L'Oklahoma légifère sur la transmission de contenu virtuel après la mort

Qu'advient-il d'un compte Facebook ou de MMO après la mort (réelle) de l'utilisateur. En Oklahoma, les comptes virtuels de réseaux sociaux peuvent maintenant être légués par voie testamentaire.
L'Oklahoma légifère sur la transmission de contenu virtuel après la mort

Les réseaux sociaux, les mondes virtuels et plus largement, Internet, occupent une place croissante dans nos vies... si bien qu'il devient nécessaire de légiférer sur leur impact après la mort. C'est en tout cas le raisonnement tenu par le législateur en Oklahoma : « à la mort d'un proche, on retrouvait des photos dans une boîte à chaussure, aujourd'hui il faut compter avec des centaines de photos publiées dans les albums de Facebook, d'e-mail ou d'échanges en ligne ». « Quand une personne meurt, quelqu'un doit avoir un accès juridique sur ses comptes [de réseaux sociaux ou mondes virtuels] afin de les clôturer ou d'exercer les dernières volontés du défunt ».

C'est le sens de la loi votée et promulguée en Oklahoma le 1er novembre dernier et dont l'International Business Times se faisait l'écho voici quelques jours.
Dorénavant, les habitants du petit Etat américain peuvent prévoir par voie testamentaire ce qu'il convient de faire de leur « identité virtuelle » après leur mort (obligeant par exemple les sites sociaux à transmettre le mot de passe du défunt à son exécuteur testamentaire).

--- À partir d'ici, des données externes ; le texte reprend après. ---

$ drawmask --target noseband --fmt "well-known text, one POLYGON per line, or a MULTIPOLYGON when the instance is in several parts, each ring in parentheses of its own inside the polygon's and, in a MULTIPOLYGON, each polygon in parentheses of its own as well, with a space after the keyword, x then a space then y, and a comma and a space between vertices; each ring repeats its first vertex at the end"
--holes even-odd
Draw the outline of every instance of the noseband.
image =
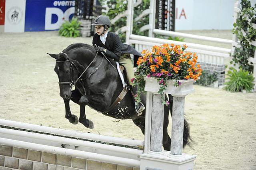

À titre d'exemple, Second Life prévoit déjà la transmission d'un compte ou d'un avatar en cas de mort réelle de l'utilisateur.

Mais la loi ne va pas sans soulever quelques interrogations chez les juristes américains. Le contenu virtuel, comme son homologue réel, peut avoir une valeur historique qui mériterait parfois d'être préservée. Certains redoutent que les ayants droits d'un défunt « réécrivent son histoire virtuelle », par exemple, voire la supprime, infligeant le double effet d'une mort virtuelle après une mort réelle.
En France, la jurisprudence considère traditionnellement que l'exploitation de l'image d'un défunt (qu'elle soit matérielle ou immatérielle) est soumise à l'autorisation des ayants droits, a fortiori quand l'exploitation de l'image « est de nature à altérer la perception du défunt par le public ».